Executivo da Yasuda Seguros fala sobre o seguro Vida em Grupo, cada vez mais em voga entre o empresariado brasileiro

Modelos de gestão mais humanizados e engajados com o bem estar do colaborador estão cada vez mais em voga entre o empresariado brasileiro. Seja de pequeno, médio ou grande porte, boa parte das empresas brasileiras já oferece seguro de vida ou de acidentes pessoais aos seus funcionários.
No mercado brasileiro, os Estados com maior volume de prêmios de seguros de Pessoas no Brasil são: São Paulo (47%), Rio de Janeiro (12%), Minas Gerais (8%), Paraná (6%) e Rio Grande do Sul (5%).
“A principal finalidade do seguro de vida é amparar as pessoas que dependem financeiramente do segurado definindo, por exemplo, filhos, cônjuges e pais como beneficiários”, declara Cesar Nagasse, gestor da Unidade de Produtos de Pessoas da Yasuda Seguros.
Nos produtos de Vida em Grupo, a cobertura básica é a morte por qualquer causa. Nos produtos de Acidentes Pessoais Coletivos, a cobertura básica engloba a morte por causa acidental e a invalidez permanente total ou parcial por acidente.

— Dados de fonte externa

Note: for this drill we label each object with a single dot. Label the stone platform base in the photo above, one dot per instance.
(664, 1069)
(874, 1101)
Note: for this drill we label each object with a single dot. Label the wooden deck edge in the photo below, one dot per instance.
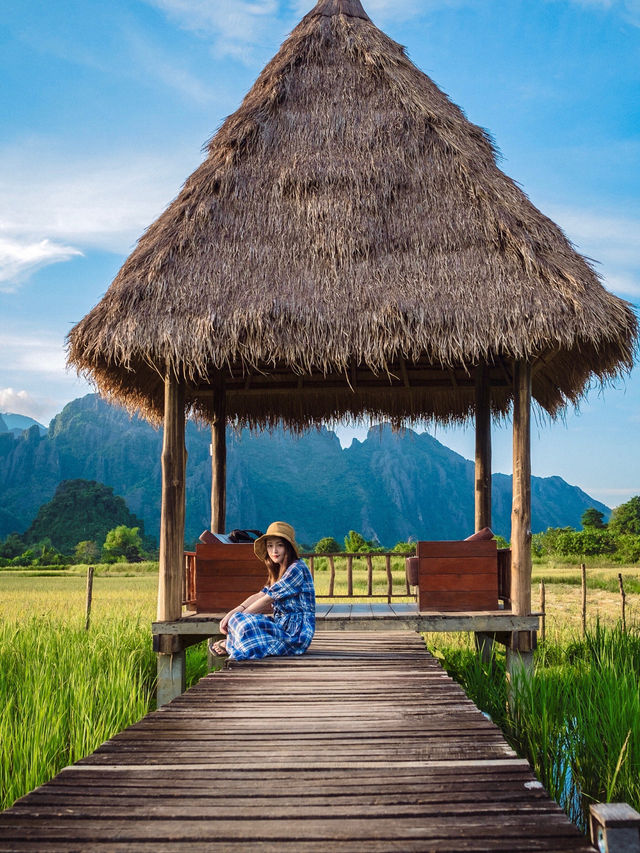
(275, 763)
(207, 626)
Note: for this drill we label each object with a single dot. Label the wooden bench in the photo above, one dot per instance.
(218, 576)
(463, 575)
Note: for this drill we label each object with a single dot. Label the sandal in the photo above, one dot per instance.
(218, 648)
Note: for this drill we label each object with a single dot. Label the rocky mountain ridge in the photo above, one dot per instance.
(390, 487)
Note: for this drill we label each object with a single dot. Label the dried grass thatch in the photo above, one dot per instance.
(349, 245)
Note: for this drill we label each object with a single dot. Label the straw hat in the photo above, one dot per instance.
(279, 529)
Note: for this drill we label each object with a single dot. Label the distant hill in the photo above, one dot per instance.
(80, 510)
(388, 487)
(18, 423)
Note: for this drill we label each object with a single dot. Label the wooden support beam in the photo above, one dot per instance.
(219, 460)
(483, 448)
(172, 502)
(521, 506)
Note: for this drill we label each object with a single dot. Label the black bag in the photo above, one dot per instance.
(237, 536)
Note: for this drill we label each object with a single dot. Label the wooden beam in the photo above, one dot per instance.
(219, 460)
(172, 502)
(483, 448)
(521, 506)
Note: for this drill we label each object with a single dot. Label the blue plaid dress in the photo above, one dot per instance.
(289, 632)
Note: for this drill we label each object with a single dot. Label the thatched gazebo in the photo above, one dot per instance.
(349, 247)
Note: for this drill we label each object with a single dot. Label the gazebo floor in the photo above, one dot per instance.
(362, 744)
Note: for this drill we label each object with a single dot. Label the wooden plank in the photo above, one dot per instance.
(482, 489)
(370, 746)
(219, 457)
(521, 506)
(172, 500)
(457, 549)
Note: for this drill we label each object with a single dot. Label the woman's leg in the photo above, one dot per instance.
(252, 636)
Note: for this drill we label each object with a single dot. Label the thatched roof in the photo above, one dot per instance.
(349, 245)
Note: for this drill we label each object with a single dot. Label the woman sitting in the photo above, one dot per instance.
(289, 595)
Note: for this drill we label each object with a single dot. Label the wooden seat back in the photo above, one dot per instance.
(458, 575)
(218, 577)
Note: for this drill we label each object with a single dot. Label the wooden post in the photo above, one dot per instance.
(483, 448)
(171, 663)
(622, 603)
(89, 597)
(615, 827)
(519, 653)
(583, 574)
(219, 461)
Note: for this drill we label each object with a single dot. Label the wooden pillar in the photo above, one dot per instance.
(171, 661)
(219, 461)
(483, 448)
(520, 655)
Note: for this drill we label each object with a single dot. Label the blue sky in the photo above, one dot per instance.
(106, 107)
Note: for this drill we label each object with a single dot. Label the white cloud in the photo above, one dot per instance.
(19, 259)
(23, 403)
(237, 27)
(39, 353)
(48, 200)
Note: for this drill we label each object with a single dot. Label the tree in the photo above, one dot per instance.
(86, 552)
(406, 548)
(355, 543)
(12, 546)
(592, 517)
(81, 510)
(123, 544)
(626, 517)
(328, 545)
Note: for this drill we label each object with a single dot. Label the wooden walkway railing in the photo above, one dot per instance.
(401, 590)
(362, 744)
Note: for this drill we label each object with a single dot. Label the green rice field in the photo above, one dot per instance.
(64, 690)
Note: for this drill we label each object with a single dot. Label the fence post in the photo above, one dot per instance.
(615, 828)
(369, 575)
(389, 578)
(623, 600)
(332, 577)
(583, 570)
(89, 597)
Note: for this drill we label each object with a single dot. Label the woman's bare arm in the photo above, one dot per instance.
(256, 603)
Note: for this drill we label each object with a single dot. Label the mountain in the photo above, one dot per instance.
(18, 423)
(81, 510)
(389, 487)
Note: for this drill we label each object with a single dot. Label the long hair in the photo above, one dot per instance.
(273, 569)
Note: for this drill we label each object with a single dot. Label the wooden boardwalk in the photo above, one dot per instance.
(362, 744)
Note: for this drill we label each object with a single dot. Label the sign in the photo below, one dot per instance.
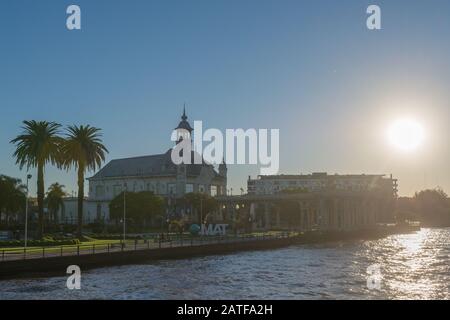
(5, 235)
(219, 229)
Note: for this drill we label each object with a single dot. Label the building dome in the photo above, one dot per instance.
(184, 124)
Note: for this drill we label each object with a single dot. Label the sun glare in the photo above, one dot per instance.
(406, 134)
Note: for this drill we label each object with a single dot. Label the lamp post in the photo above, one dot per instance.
(201, 212)
(124, 211)
(26, 212)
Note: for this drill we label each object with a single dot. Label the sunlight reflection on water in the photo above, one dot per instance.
(413, 266)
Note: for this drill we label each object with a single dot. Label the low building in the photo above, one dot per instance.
(320, 181)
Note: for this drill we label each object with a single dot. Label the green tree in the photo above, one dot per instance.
(37, 146)
(55, 202)
(142, 208)
(201, 203)
(12, 196)
(83, 149)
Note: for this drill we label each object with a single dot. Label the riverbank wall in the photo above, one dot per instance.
(56, 266)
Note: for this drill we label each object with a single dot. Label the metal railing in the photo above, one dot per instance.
(8, 254)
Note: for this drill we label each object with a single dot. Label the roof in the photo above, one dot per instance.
(147, 166)
(319, 175)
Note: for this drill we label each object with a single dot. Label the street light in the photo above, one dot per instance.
(26, 211)
(124, 211)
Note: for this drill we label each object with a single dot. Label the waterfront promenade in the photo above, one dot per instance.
(45, 261)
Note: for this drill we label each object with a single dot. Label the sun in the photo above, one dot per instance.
(406, 134)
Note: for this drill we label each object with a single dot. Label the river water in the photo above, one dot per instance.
(411, 266)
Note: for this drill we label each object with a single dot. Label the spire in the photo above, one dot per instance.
(184, 117)
(184, 124)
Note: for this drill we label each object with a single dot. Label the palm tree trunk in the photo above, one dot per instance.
(40, 196)
(80, 199)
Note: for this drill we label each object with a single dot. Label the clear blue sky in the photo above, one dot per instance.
(309, 68)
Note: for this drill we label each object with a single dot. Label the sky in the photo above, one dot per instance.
(309, 68)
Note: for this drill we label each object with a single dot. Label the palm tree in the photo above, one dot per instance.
(82, 149)
(12, 196)
(55, 202)
(35, 147)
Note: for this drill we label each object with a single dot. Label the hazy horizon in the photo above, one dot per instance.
(317, 73)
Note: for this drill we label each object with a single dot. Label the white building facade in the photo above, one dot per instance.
(320, 181)
(156, 173)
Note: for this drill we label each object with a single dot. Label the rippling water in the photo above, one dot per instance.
(413, 266)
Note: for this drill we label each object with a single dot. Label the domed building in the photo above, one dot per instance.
(156, 173)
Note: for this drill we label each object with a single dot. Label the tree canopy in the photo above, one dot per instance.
(140, 206)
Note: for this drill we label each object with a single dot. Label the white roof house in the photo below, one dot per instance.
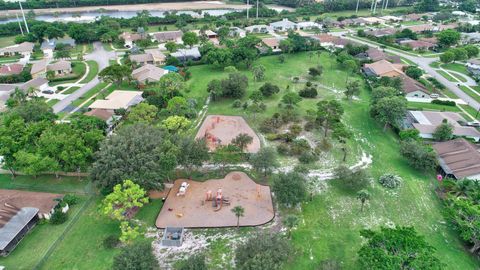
(148, 73)
(283, 25)
(426, 123)
(118, 99)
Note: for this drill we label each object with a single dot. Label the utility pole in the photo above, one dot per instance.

Em ambos os casos, os valores recebidos pelos beneficiários não entram no inventário do falecido, portanto não existe risco de serem utilizados para quitar eventuais dívidas deixadas pelo segurado.
As principais coberturas adicionais oferecidas pela Yasuda Seguros em seu produto Vida em Grupo são: Indenização Especial por Morte Acidental; Invalidez Permanente Total ou Parcial por Acidente; Invalidez Funcional Permanente e Total por Doença e Doença em Fase Terminal. Nesta última, quando todos os recursos terapêuticos que possibilit am o restabelecimento da saúde do paciente se esgotam, o seguro garante a antecipação total do pagamento do capital da cobertura básica de morte ao segurado, fonte de recursos que podem ser aplicados na melhoria da qualidade de vida do paciente. Já no caso do Seguro de Acidentes Pessoais, as coberturas adicionais oferecidas são de Despesas Médicas, Hospitalares e Odontológicas decorrentes de acidente; Assistência Funeral; Auxílio Funeral e Auxílio Cesta Básica, dentre outras.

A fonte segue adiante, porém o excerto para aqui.